Of course, as you installed them, it is possible that the time to discovery will be increased, as is the time they have to do damage. A good example of this is how some of the SWIFT banking attacks have unfolded.
Targeting a major organisation and hopping into an ecosystem means that attackers will find a way in through the supply chain and not try a direct assault on the target company, which may have excellent outward-focused security, but perhaps is not as vigilant about what happens inside its networks.
We must also be aware of the complex nature of modern supply ecosystems. Many cyber attacks are not necessarily seeking to exploit the initial victim, but instead view it as a foothold in a weak, poorly defended environment from within which to launch further attacks up and down the supply chain.
We must become better aware of our connectivity, not just our mainstream IT, but all of our peripheral systems and the systems they then connect to.
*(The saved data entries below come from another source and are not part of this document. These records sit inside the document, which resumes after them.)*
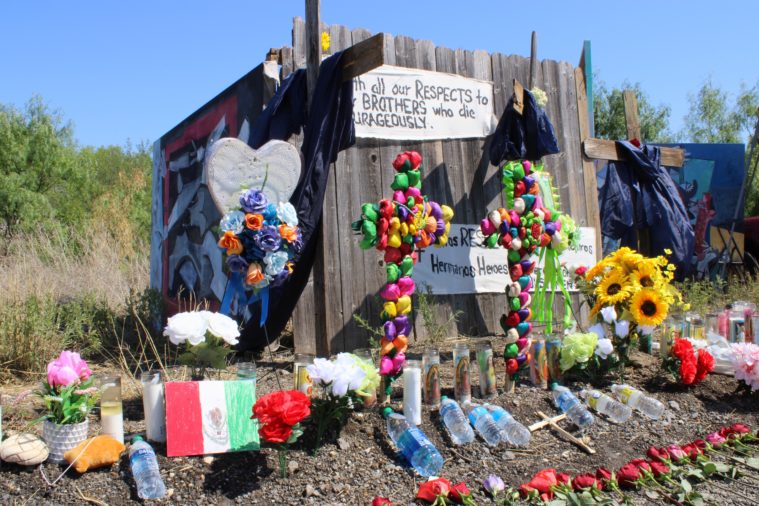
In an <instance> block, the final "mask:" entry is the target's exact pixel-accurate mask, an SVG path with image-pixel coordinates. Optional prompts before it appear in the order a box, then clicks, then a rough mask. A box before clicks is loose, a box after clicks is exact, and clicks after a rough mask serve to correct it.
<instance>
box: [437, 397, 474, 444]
mask: <svg viewBox="0 0 759 506" xmlns="http://www.w3.org/2000/svg"><path fill="white" fill-rule="evenodd" d="M440 418H442V419H443V423H444V424H445V428H446V429H448V434H450V436H451V441H453V444H455V445H463V444H467V443H471V442H472V441H474V431H473V430H472V427H471V426H470V425H469V421H468V420H467V418H466V415H465V414H464V412H463V411H462V410H461V407H460V406H459V403H458V402H456V401H454V400H453V399H449V398H448V397H446V396H443V397H442V398H441V399H440Z"/></svg>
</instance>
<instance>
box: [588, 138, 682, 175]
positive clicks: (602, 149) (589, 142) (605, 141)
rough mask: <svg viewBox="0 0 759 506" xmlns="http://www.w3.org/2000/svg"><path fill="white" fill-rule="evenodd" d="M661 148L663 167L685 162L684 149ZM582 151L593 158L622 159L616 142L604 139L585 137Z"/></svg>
mask: <svg viewBox="0 0 759 506" xmlns="http://www.w3.org/2000/svg"><path fill="white" fill-rule="evenodd" d="M659 149H660V150H661V163H662V165H664V166H665V167H678V168H679V167H682V166H683V163H685V151H683V150H682V149H677V148H664V147H662V148H659ZM582 152H583V154H584V155H585V156H587V157H588V158H591V159H594V160H612V161H623V160H625V158H624V157H623V154H622V151H621V150H619V149H618V148H617V143H616V142H614V141H609V140H605V139H585V140H584V141H583V142H582Z"/></svg>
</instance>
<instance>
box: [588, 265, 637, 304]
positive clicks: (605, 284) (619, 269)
mask: <svg viewBox="0 0 759 506" xmlns="http://www.w3.org/2000/svg"><path fill="white" fill-rule="evenodd" d="M632 289H633V287H632V284H631V283H630V278H628V277H627V275H626V274H625V272H624V271H623V270H622V269H619V268H617V269H614V270H613V271H611V272H610V273H608V274H607V275H606V276H605V277H604V278H603V279H602V280H601V282H600V283H599V284H598V286H597V287H596V297H598V302H599V303H601V304H602V305H604V306H613V305H615V304H618V303H620V302H622V301H625V300H627V299H629V298H630V295H632Z"/></svg>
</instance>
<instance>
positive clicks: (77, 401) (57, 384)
mask: <svg viewBox="0 0 759 506" xmlns="http://www.w3.org/2000/svg"><path fill="white" fill-rule="evenodd" d="M92 381H93V378H92V371H91V370H90V368H89V366H88V365H87V362H85V361H84V360H83V359H82V357H80V356H79V353H76V352H73V351H65V350H64V351H62V352H61V354H60V356H59V357H58V358H56V359H55V360H53V361H52V362H50V363H49V364H48V365H47V379H46V380H45V381H44V382H43V383H42V387H41V388H40V390H39V391H38V395H39V396H40V397H41V398H42V400H43V401H44V403H45V409H46V413H45V414H44V415H43V416H42V417H41V418H40V419H39V421H44V424H43V427H42V439H44V440H45V443H47V446H48V448H49V450H50V454H49V456H48V460H49V461H50V462H54V463H56V464H59V463H61V462H63V454H64V453H66V452H67V451H68V450H70V449H72V448H74V447H75V446H76V445H78V444H79V443H81V442H82V441H84V440H85V439H87V431H88V429H89V424H88V421H87V415H88V414H89V412H90V410H91V409H92V407H93V406H94V405H95V402H96V401H97V391H98V390H97V388H96V387H94V386H92Z"/></svg>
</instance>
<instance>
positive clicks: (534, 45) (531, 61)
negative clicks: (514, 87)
mask: <svg viewBox="0 0 759 506" xmlns="http://www.w3.org/2000/svg"><path fill="white" fill-rule="evenodd" d="M537 80H538V32H532V40H531V41H530V82H529V83H527V84H528V85H529V87H530V89H533V88H534V87H535V82H536V81H537Z"/></svg>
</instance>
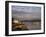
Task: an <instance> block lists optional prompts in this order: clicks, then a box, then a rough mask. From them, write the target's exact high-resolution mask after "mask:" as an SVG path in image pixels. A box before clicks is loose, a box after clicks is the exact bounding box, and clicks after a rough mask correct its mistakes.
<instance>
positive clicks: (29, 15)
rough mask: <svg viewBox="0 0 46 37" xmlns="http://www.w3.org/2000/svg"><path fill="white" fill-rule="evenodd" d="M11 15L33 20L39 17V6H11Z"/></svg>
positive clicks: (39, 17) (37, 18)
mask: <svg viewBox="0 0 46 37" xmlns="http://www.w3.org/2000/svg"><path fill="white" fill-rule="evenodd" d="M12 16H13V17H14V18H19V19H21V20H33V19H40V18H41V7H36V6H14V5H13V6H12Z"/></svg>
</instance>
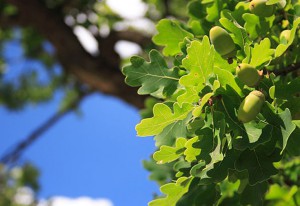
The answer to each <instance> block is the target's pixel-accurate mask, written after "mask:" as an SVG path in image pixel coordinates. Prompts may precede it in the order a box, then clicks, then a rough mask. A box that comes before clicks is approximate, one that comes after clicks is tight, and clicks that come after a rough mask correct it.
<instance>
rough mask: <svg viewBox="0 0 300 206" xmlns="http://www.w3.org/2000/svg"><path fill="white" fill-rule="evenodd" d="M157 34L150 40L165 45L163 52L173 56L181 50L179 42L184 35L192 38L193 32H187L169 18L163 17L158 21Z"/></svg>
mask: <svg viewBox="0 0 300 206" xmlns="http://www.w3.org/2000/svg"><path fill="white" fill-rule="evenodd" d="M156 28H157V31H158V34H156V35H155V36H154V37H153V38H152V40H153V42H154V43H155V44H157V45H160V46H165V48H164V50H163V54H164V55H165V56H168V55H170V56H173V55H175V54H178V53H180V52H181V50H180V47H179V43H180V42H183V40H184V38H185V37H188V38H193V34H191V33H189V32H187V31H186V30H184V29H183V28H181V27H180V26H179V24H178V23H177V22H176V21H174V20H170V19H163V20H161V21H159V22H158V24H157V26H156Z"/></svg>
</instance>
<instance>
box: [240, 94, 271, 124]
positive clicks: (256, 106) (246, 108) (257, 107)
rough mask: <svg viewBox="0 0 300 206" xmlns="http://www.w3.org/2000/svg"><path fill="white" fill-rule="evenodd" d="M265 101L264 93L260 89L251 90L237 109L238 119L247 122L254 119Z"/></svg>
mask: <svg viewBox="0 0 300 206" xmlns="http://www.w3.org/2000/svg"><path fill="white" fill-rule="evenodd" d="M264 102H265V95H264V94H263V93H262V92H260V91H257V90H255V91H252V92H250V93H249V95H248V96H247V97H246V98H245V99H244V100H243V101H242V103H241V105H240V107H239V110H238V115H237V117H238V119H239V120H240V121H241V122H243V123H247V122H250V121H252V120H254V119H255V117H256V116H257V115H258V113H259V112H260V110H261V107H262V106H263V104H264Z"/></svg>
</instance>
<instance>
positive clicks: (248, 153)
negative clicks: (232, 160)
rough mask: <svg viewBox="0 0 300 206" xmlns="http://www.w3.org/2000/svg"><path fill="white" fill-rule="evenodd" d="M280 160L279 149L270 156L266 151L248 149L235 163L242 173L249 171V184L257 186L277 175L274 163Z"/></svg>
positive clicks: (235, 165)
mask: <svg viewBox="0 0 300 206" xmlns="http://www.w3.org/2000/svg"><path fill="white" fill-rule="evenodd" d="M280 158H281V157H280V155H279V150H278V149H275V150H274V151H273V152H272V153H271V154H270V155H268V154H266V153H265V151H264V149H254V150H249V149H246V150H245V151H243V152H242V153H241V154H240V157H239V158H238V159H237V161H236V162H235V167H236V169H238V170H240V171H242V170H248V174H249V184H250V185H255V184H257V183H259V182H263V181H265V180H267V179H269V178H270V177H271V176H272V175H275V174H277V169H276V168H275V167H274V166H273V163H274V162H277V161H279V160H280Z"/></svg>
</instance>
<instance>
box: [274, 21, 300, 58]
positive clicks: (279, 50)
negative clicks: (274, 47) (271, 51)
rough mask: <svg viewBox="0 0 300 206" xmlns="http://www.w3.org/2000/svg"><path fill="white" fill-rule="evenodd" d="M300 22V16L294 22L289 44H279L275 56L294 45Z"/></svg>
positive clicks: (289, 41) (277, 46)
mask: <svg viewBox="0 0 300 206" xmlns="http://www.w3.org/2000/svg"><path fill="white" fill-rule="evenodd" d="M299 24H300V17H298V18H297V19H296V20H295V21H294V22H293V28H292V29H291V34H290V38H289V41H288V43H287V44H279V45H278V46H277V47H276V50H275V57H280V56H281V55H282V54H284V52H285V51H286V50H287V49H288V48H289V47H290V46H291V45H292V43H293V41H294V38H295V35H296V30H297V28H298V25H299Z"/></svg>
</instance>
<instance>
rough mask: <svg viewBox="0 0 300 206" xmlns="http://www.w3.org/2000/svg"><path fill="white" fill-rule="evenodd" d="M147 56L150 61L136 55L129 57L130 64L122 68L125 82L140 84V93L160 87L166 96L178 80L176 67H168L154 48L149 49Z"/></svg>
mask: <svg viewBox="0 0 300 206" xmlns="http://www.w3.org/2000/svg"><path fill="white" fill-rule="evenodd" d="M149 56H150V62H146V61H145V60H144V59H143V58H141V57H138V56H133V57H131V59H130V62H131V65H129V66H125V67H124V68H123V73H124V74H125V75H126V79H125V82H126V83H127V84H128V85H130V86H132V87H137V86H140V88H139V90H138V93H139V94H141V95H142V94H152V93H155V92H157V91H159V90H161V89H162V90H163V93H164V94H166V95H167V96H168V95H171V94H173V92H174V91H175V90H176V89H177V84H178V80H179V75H178V71H177V69H168V66H167V64H166V62H165V60H164V58H163V57H162V56H161V54H160V53H159V52H158V51H156V50H151V51H150V54H149Z"/></svg>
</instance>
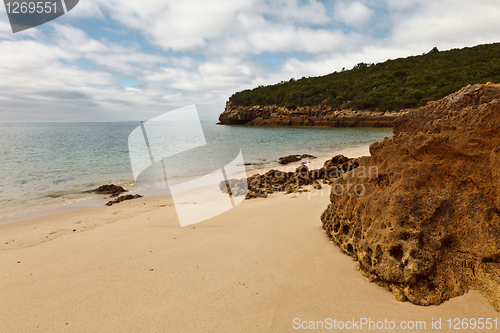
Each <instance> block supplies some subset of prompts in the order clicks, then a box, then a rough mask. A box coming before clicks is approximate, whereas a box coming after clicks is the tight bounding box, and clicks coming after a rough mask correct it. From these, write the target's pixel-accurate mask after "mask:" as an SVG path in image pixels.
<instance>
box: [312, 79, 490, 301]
mask: <svg viewBox="0 0 500 333" xmlns="http://www.w3.org/2000/svg"><path fill="white" fill-rule="evenodd" d="M370 154H371V156H370V157H364V158H360V159H359V160H358V162H359V167H358V168H357V169H355V170H354V171H352V172H349V173H348V174H347V175H345V176H344V177H342V178H339V179H337V180H335V181H334V183H333V185H334V187H332V193H331V195H330V201H331V204H330V205H329V206H328V208H327V209H326V210H325V212H324V213H323V215H322V217H321V219H322V222H323V227H324V229H325V230H326V232H327V234H328V235H329V236H330V237H331V238H332V240H333V241H334V242H335V243H337V244H338V246H339V247H340V248H341V249H343V250H344V251H345V252H346V253H347V254H349V255H350V256H352V257H353V258H355V259H356V260H357V261H358V262H359V270H360V272H361V273H362V274H363V275H365V276H366V277H368V278H369V280H370V281H372V282H376V283H378V284H380V285H382V286H384V287H386V288H388V289H389V290H391V291H392V293H393V294H394V296H395V297H396V298H397V299H398V300H400V301H410V302H412V303H414V304H420V305H430V304H440V303H441V302H444V301H446V300H447V299H449V298H452V297H455V296H459V295H462V294H464V293H465V292H467V291H468V290H470V289H477V290H480V291H482V293H483V294H484V295H485V296H486V297H487V298H488V300H489V301H490V302H491V303H492V304H493V305H494V306H495V308H496V310H497V311H500V85H493V84H487V85H475V86H468V87H466V88H464V89H462V90H461V91H460V92H458V93H455V94H452V95H449V96H447V97H445V98H443V99H441V100H439V101H437V102H431V103H429V104H428V105H427V106H425V107H423V108H420V109H418V110H415V111H412V112H410V113H408V114H406V115H404V116H402V117H400V118H399V119H397V120H395V122H394V136H393V137H392V138H390V139H385V140H384V141H383V142H380V143H374V144H372V145H371V146H370ZM370 167H371V169H369V168H370ZM375 167H376V168H375ZM368 170H370V171H371V172H368ZM335 185H336V187H335ZM355 185H356V187H354V186H355ZM347 188H351V190H350V191H344V192H343V193H342V192H341V189H347ZM354 189H355V190H356V191H354ZM355 192H356V193H357V194H360V195H357V194H355Z"/></svg>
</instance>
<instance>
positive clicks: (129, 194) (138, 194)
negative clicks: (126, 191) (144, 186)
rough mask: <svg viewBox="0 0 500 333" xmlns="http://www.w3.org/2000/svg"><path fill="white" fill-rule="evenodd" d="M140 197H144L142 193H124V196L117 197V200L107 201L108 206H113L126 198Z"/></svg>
mask: <svg viewBox="0 0 500 333" xmlns="http://www.w3.org/2000/svg"><path fill="white" fill-rule="evenodd" d="M138 198H142V195H140V194H136V195H132V194H127V195H122V196H120V197H118V198H116V199H115V200H111V201H108V202H107V203H106V206H112V205H114V204H117V203H120V202H122V201H125V200H132V199H138Z"/></svg>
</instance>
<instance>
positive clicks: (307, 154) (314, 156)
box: [279, 154, 316, 164]
mask: <svg viewBox="0 0 500 333" xmlns="http://www.w3.org/2000/svg"><path fill="white" fill-rule="evenodd" d="M305 158H309V159H313V158H316V156H312V155H309V154H302V155H288V156H285V157H280V158H279V164H288V163H292V162H298V161H300V160H303V159H305Z"/></svg>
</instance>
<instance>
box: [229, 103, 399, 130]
mask: <svg viewBox="0 0 500 333" xmlns="http://www.w3.org/2000/svg"><path fill="white" fill-rule="evenodd" d="M406 113H407V111H401V112H371V111H351V110H342V111H338V110H333V109H332V108H331V107H329V106H328V105H325V104H320V105H317V106H306V107H299V108H297V109H293V110H291V109H287V108H285V107H282V106H277V105H265V106H259V105H257V106H248V107H244V106H232V105H231V102H227V103H226V109H225V110H224V112H223V113H221V115H220V116H219V123H220V124H223V125H259V126H331V127H356V126H360V127H391V126H392V121H393V120H394V119H396V118H398V117H399V116H401V115H403V114H406Z"/></svg>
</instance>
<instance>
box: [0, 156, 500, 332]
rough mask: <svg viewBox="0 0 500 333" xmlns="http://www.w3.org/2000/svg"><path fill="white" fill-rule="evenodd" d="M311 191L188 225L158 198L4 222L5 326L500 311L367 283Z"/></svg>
mask: <svg viewBox="0 0 500 333" xmlns="http://www.w3.org/2000/svg"><path fill="white" fill-rule="evenodd" d="M363 149H364V150H359V151H353V152H343V153H344V154H345V155H347V156H351V157H352V156H359V154H361V155H363V154H367V148H366V147H365V148H363ZM317 162H321V161H315V162H314V163H317ZM321 164H322V163H321ZM312 191H313V192H306V193H301V194H294V195H284V194H281V195H275V196H270V197H269V198H267V199H253V200H246V201H244V202H243V203H241V204H240V205H238V206H237V207H236V208H234V209H232V210H230V211H228V212H226V213H224V214H222V215H219V216H216V217H214V218H211V219H209V220H206V221H203V222H201V223H198V224H194V225H191V226H188V227H184V228H181V227H180V226H179V223H178V220H177V217H176V213H175V209H174V206H173V205H172V200H171V199H170V198H159V197H156V198H141V199H136V200H131V201H125V202H122V203H120V204H118V205H114V206H111V207H99V208H87V209H81V210H75V211H69V212H61V213H57V214H53V215H48V216H42V217H38V218H33V219H30V220H24V221H18V222H14V223H8V224H4V225H0V281H1V282H0V286H1V288H0V310H1V311H0V332H293V331H296V330H295V329H294V326H295V328H298V324H297V323H300V324H301V325H303V326H304V327H311V328H312V326H310V325H311V323H310V322H311V321H314V323H313V324H314V325H315V327H316V325H320V324H319V323H317V321H323V322H325V320H326V319H327V318H331V319H332V322H333V319H336V320H337V321H339V320H341V321H351V322H352V320H354V321H355V322H356V321H357V322H358V325H359V321H360V320H361V318H366V320H368V319H369V320H372V321H374V322H377V321H381V322H383V321H384V320H386V319H387V321H394V322H395V324H396V325H397V326H399V325H400V322H401V321H403V320H404V321H425V322H426V326H427V327H426V329H425V330H424V329H422V330H405V331H404V332H409V331H412V332H415V331H416V332H427V331H429V332H432V331H436V330H432V329H431V325H432V321H436V320H439V319H441V322H442V329H441V330H439V331H447V330H448V325H449V324H448V321H447V320H448V319H450V318H451V319H452V322H453V320H454V318H460V319H462V318H497V319H498V317H499V316H498V313H497V312H496V311H495V310H494V308H493V306H491V305H490V304H489V303H488V302H487V301H486V299H485V298H484V297H483V296H481V295H480V294H479V293H478V292H470V293H468V294H466V295H464V296H462V297H457V298H454V299H452V300H450V301H447V302H445V303H443V304H442V305H440V306H430V307H419V306H415V305H412V304H410V303H400V302H398V301H397V300H396V299H395V298H394V297H393V296H392V294H391V293H390V292H388V291H386V290H385V289H383V288H381V287H379V286H377V285H375V284H373V283H369V282H368V281H367V280H366V279H365V278H363V277H362V276H361V275H360V274H359V273H358V272H357V264H356V262H354V261H353V260H352V259H351V258H350V257H348V256H347V255H345V254H343V253H342V252H341V251H340V250H339V249H338V248H337V247H336V246H335V245H334V244H333V242H332V241H330V240H329V238H328V237H327V236H326V234H325V232H324V231H323V229H322V228H321V221H320V216H321V213H322V212H323V211H324V209H325V208H326V207H327V205H328V202H329V198H328V194H329V187H328V186H324V187H323V190H322V191H316V192H314V190H312ZM74 230H75V231H74ZM296 318H297V319H296ZM294 319H295V324H294ZM304 321H307V323H303V322H304ZM328 322H329V321H326V322H325V324H326V323H328ZM453 323H454V322H453ZM326 328H328V327H326ZM372 328H373V325H372ZM323 331H329V330H327V329H324V330H323ZM353 331H358V332H370V331H374V332H386V331H389V330H386V329H380V330H377V329H375V330H370V329H368V327H367V326H364V327H363V328H360V329H359V330H353ZM400 331H401V332H402V331H403V330H401V329H395V330H392V331H391V332H400ZM462 331H467V330H462ZM490 331H491V332H493V331H495V330H490Z"/></svg>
Research carried out by Kaspersky indicates that the costliest breaches start with third parties.
Read more Computer Weekly Security Think Tank articles about malware comms
State-sponsored intelligence capability and motivation is high. But high levels of success are not just about their capability, it is about businesses’ inability to understand the threat, to design effective layers of security to provide defence in depth, to implement appropriate protective monitoring strategies and to have business continuity and forensic readiness capabilities that minimise the reaction time from detection, isolation, investigation and recovery.
An example of this is US retailer Target. There is no point having a full-time alerting system with no one to respond and no plan.
Very few attackers, apart from those highly motivated ones, go to these lengths or put in this much effort just for fun. That means that, as businesses, we have to ask ourselves: what are they after? But to know what they are after, we need to truly understand the threat actors we are seeking to protect ourselves against.
We need to understand the assets that each threat actor is seeking to exploit, steal, damage or destroy. Then, and only then, can we genuinely apply a granular security model that is proportionate to the value of the assets and that really gives us a system of defence in depth.